Submitted to: Applied Microbiology and Biotechnology
Publication Type: Peer Reviewed Journal
Publication Acceptance Date: 12/1/2008
Publication Date: 1/10/2009
Citation: O'Quin, J.B., Mullen, R.T., Dyer, J.M. 2009. Addition of an N-terminal epitope tag significantly increases the activity of plant fatty acid desaturases expressed in yeast cells. Applied Microbiology and Biotechnology. 83:117-125.
Interpretive Summary: Omega-3 fatty acids are important components of human nutrition that are essential for proper functioning of the human brain and eyes, and for the proper development of newborn babies. They are also used in some industrial applications such as drying agents in inks, dyes, coatings and resins. There is significant interest in developing new and sustainable sources of omega-3 fatty acids, and one possibility is to produce these types of valuable fatty acids in a microbe such as common baker’s yeast. Plants are known to contain many of the genes involved in production of omega-3 fatty acids, but expression of plant genes in yeast cells can be difficult, and accumulation of the desired omega-3 fatty acids is generally low. Here we describe a method that can be used to increase the amounts of fatty acids by up to 4-fold. The method involves a simple manipulation of the plant gene sequence that allows the plant gene to function much more efficiently in yeasts. The method was able to increase the amounts of fatty acids produced by three different plant genes expressed in yeast, demonstrating that the technique is broadly applicable. This technology will be valuable not only to those scientists who are interested in studying the functional aspects of plant genes, but also to those who are interested in developing microbial sources of high value omega-3 fatty acid products.

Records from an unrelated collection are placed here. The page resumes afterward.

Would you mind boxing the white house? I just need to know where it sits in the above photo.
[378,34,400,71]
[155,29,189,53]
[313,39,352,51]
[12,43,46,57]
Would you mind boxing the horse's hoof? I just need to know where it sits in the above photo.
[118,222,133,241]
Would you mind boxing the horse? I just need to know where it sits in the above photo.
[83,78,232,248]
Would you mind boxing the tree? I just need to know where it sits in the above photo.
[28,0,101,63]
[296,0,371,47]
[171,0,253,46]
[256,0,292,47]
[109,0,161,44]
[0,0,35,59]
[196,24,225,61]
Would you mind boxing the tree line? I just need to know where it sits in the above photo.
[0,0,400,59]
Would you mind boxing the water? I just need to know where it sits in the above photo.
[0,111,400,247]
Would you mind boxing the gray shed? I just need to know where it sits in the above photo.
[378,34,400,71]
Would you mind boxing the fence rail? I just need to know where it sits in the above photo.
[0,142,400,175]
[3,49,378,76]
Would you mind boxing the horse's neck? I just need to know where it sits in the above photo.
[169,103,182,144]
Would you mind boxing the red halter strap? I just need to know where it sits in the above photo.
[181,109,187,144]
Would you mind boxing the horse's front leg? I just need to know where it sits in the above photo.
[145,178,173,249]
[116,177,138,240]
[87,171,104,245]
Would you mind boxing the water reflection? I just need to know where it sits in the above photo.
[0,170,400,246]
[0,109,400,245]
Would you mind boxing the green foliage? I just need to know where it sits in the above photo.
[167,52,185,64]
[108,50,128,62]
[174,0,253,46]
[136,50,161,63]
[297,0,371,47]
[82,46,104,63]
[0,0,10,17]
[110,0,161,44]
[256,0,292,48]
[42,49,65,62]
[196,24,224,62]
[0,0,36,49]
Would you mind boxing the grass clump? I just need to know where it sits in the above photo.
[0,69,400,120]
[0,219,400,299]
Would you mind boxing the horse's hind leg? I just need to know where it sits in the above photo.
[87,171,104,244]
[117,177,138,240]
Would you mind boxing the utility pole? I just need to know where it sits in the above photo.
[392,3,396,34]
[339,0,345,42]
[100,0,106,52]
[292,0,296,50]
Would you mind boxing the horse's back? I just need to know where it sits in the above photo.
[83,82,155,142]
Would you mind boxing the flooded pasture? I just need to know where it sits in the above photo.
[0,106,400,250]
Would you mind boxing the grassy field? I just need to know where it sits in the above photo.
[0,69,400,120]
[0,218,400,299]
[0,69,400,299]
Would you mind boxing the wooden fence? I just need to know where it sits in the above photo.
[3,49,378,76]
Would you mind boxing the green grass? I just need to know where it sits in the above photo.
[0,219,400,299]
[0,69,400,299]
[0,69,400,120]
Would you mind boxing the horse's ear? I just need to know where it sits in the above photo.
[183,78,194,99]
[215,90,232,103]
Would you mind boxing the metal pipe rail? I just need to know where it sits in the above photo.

Technical Abstract: Saccharomyces cerevisiae shows great potential for development of bioreactor systems geared towards the production of high-value lipids such as polyunsaturated omega-3 fatty acids, the yields of which are largely dependent on the activity of ectopically-expressed enzymes. Here we show that the addition of an N-terminal epitope tag sequence (either Myc or hemagglutinin) to oleate desaturase (FAD2) or omega-3 linoleate desaturase (FAD3) enzymes from plants, which catalyze consecutive reactions in the production of long chain omega-3 fatty acids, significantly increases their activity up to 4-fold when expressed in yeast cells. Quantitative protein blotting using an antibody specific for native FAD2 revealed that the steady-state amount of the epitope-tagged FAD2 protein was also approximately 4-fold higher than that of its untagged counterpart, demonstrating a direct relationship between the epitope tag-induced increase in enzyme amount and fatty acid product formation. Protein half-life and RNA blotting experiments indicated that the half-lives and mRNA content of the tagged and untagged FAD2 proteins were essentially the same, suggesting that the epitope tags increased protein abundance by improving translational efficiency. Taken together, these results indicate that the addition of an epitope tag sequence to a plant FAD not only provides a useful means for protein immunodetection using highly-specific, commercially-available antibodies, but that it also significantly increases FAD activity and the production of polyunsaturated fatty acids in yeast cells.